The site of the former Civic Arena in the lower Hill District of Pittsburgh.
Hill District leaders urge affordable housing, funding in Penguins’ arena redevelopment
By Tim Schooley
Beaver County Blue via Pittsburgh Business Times
June 12, 2014 – It wasn’t written in as part of the agenda for the Pittsburgh Zoning Board of Adjustment meeting.
But a court-required status update by the Sports & Exhibition Authority on the progress of the former arena site redevelopment by the Pittsburgh Penguins in the Lower Hill District came with a call by community groups for more affordable housing and for funding applications to include more of the neighborhood.
The leadership of the Hill Community Development Corp., the Hill Consensus Group and One Pittsburgh used what was otherwise a routine update on the process of applying for grants and building roads and sewer systems into a call for the Pittsburgh Penguins to meet more of their demands and concerns.
Carl Redwood, a community organizer for the Hill District Consensus Group, criticized an established variance approved by the ZBA for the Pittsburgh Penguins that allows the team to generate private revenue from the publicly owned arena site while the SEA applies for state and federal grants and loans to subsidize development plans for the 28 acre property.
In reiterating a call for a $1 per car fund from the parking revenue to invest in community improvements, Redwood expressed a concern in the city’s African American community that new development will result in displacing established residents who lack the income to be included in them.
“We’re requesting the department of city planning join us in requesting that the Penguins and the SEA conduct a fair housing market study to determine the likely racial composition of housing that’s redeveloped in the Lower Hill district under their proposed development plan,” said Redwood. “We’re concerned that the Penguins proposed housing prices will effectively exclude the vast majority of low income and African American households from living in a redeveloped Hill District.”
The actual status update provided on behalf of the SEA by Ben Kelley, a project manager for Oxford Development Co., inventoried the progress on the arena site, including state and federal grant applications such as a $22 million federal TIGER grant.

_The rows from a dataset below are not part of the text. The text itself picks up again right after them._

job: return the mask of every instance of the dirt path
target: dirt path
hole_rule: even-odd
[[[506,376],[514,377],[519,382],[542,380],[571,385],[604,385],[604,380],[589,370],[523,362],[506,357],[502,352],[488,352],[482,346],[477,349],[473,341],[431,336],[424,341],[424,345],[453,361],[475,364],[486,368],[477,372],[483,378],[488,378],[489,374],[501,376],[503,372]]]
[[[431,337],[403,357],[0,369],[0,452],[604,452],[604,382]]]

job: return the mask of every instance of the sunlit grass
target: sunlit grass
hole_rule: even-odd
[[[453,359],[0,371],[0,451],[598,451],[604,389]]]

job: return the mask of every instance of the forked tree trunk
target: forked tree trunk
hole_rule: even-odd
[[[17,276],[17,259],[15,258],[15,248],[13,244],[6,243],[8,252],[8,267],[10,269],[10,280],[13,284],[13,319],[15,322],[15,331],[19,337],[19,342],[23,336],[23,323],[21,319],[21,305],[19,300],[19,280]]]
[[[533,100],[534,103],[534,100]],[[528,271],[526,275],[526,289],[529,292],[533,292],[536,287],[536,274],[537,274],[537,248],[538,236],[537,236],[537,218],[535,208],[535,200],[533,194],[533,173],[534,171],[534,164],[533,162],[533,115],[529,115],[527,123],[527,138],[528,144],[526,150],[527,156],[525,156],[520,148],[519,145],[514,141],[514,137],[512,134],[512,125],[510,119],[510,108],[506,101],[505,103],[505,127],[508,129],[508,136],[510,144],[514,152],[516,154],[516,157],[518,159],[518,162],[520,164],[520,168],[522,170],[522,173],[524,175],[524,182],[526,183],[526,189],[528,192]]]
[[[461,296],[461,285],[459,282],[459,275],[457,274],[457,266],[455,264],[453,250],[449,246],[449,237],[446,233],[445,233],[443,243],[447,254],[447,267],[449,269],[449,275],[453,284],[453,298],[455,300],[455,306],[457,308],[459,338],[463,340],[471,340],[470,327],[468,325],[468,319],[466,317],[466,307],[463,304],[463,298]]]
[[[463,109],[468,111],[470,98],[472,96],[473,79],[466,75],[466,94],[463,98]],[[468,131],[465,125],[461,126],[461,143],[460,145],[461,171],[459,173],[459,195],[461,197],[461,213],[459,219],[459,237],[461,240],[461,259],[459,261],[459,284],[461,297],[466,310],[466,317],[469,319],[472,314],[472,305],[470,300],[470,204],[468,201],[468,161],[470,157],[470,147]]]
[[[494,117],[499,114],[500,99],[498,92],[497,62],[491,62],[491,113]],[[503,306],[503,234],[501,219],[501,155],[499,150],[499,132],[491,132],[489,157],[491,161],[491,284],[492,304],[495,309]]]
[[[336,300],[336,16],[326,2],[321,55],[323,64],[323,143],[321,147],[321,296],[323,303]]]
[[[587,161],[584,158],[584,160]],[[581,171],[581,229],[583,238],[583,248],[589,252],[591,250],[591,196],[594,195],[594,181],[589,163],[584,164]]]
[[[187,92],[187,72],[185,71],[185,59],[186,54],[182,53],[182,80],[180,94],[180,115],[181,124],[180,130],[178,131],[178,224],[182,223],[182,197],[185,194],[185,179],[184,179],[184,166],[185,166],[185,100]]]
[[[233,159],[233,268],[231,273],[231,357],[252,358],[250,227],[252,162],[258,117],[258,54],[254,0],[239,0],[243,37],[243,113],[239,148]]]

He said the Pittsburgh Water & Sewer Authority will begin construction on separating a sewer line on Centre Avenue this summer. Final design of new streets through the site are expected to be completed by the fall, he added, with construction to begin in phases to start next spring.
Marimba Milliones, president and CEO of the Hill Community Development Corp., expressed concerns over housing along with building heights and that the neighborhood’s Centre Avenue business district is being excluded from funding opportunities.

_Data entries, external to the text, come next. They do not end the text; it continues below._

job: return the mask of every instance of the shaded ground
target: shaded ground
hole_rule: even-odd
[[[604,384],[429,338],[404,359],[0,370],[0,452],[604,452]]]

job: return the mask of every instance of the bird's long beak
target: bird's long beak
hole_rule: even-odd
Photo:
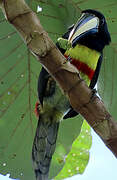
[[[72,45],[85,35],[97,33],[99,18],[90,13],[83,13],[72,29],[68,40]]]

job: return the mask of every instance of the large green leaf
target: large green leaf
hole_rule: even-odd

“The Hill District in general provides the opportunity to access federal dollars to do all these million dollar developments,” said Milliones, noting how the territory in the funding applications didn’t extend past the site. “We were particularly surprised that not only was Centre not included but Fifth and Pride and parts of Washington Place were included.”
The community leaders sought repeatedly for future opportunities to meet with the Penguins and the SEA and Milliones said her organization would withhold its support for a final plan until some of her issues were resolved.